Seven million Christian pilgrims visit Lourdes each year in search of its healing properties and solace that it offers. Sadly there are just too many commercial aspects now to this extraordinary spectacle at the side of the Gave de Pau river. St Bernadette Soubirous could not possibly have known that her apparitions of the Virgin Mary back in 1858 would have had quite such an impact on the world's Christian community or the economy of South West France!

Saint Marie-Bernarde Soubirous (7 January 1844 – 16 April 1879) was a miller's daughter born in Lourdes. From 11 February to 16 July 1858, she reported 18 apparitions of "a small young lady" who asked for a chapel to be built at a specific site in Lourdes.

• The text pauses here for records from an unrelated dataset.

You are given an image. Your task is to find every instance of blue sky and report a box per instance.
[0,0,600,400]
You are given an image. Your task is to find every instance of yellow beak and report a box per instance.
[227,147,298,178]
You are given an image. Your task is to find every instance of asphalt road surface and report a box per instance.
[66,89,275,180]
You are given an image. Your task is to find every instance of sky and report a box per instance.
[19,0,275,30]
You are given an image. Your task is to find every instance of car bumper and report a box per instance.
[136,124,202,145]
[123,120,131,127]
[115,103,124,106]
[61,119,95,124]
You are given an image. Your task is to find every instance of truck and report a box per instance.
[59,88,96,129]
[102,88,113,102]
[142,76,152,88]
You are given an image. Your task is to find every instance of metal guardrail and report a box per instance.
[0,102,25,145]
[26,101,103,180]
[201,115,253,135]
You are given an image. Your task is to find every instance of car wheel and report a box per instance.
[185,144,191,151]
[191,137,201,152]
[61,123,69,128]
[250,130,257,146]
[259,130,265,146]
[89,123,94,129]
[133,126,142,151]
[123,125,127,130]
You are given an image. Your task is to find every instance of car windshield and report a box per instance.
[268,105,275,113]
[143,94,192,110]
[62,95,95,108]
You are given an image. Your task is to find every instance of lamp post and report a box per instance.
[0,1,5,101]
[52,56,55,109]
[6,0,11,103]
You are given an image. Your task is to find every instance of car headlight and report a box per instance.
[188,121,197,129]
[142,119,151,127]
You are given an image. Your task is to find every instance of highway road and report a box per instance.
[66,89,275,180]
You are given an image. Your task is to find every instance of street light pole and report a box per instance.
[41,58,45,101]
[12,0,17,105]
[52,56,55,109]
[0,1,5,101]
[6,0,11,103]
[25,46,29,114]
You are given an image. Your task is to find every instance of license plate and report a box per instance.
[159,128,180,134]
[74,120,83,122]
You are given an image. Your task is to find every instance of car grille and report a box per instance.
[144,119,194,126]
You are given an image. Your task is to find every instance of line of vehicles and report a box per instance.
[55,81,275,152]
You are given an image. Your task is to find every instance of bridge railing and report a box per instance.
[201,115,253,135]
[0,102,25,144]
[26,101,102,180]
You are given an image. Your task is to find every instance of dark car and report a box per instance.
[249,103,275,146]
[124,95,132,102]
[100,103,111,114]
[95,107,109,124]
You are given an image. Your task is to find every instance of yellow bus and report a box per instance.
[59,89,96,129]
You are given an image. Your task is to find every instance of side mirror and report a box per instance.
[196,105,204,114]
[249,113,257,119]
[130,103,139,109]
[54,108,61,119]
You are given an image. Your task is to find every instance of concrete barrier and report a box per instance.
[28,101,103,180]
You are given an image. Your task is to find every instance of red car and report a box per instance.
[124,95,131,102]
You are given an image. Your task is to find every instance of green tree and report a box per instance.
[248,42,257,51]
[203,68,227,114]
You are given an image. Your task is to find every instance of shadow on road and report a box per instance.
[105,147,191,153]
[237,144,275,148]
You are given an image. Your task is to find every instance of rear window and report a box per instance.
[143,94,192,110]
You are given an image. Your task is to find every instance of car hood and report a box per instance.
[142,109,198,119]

Despite initial scepticism from the Catholic Church, these claims were eventually declared to be worthy of belief after a canonical investigation, and the apparition is known as Our Lady of Lourdes. Since her death, Bernadette's body has apparently remained internally incorrupt, but her body is not without blemish; during her third exhumation in 1925, the firm of Pierre Imans made light wax coverings for her face and her hands due to the discoloration that her skin has undergone. These masks were placed on her face and hands before she was moved to her crystal reliquary in June 1925.

On 8 December 1933, she was canonized as a saint by the Catholic Church; her Feast Day is celebrated on 16 April. She is considered a Christian mystic.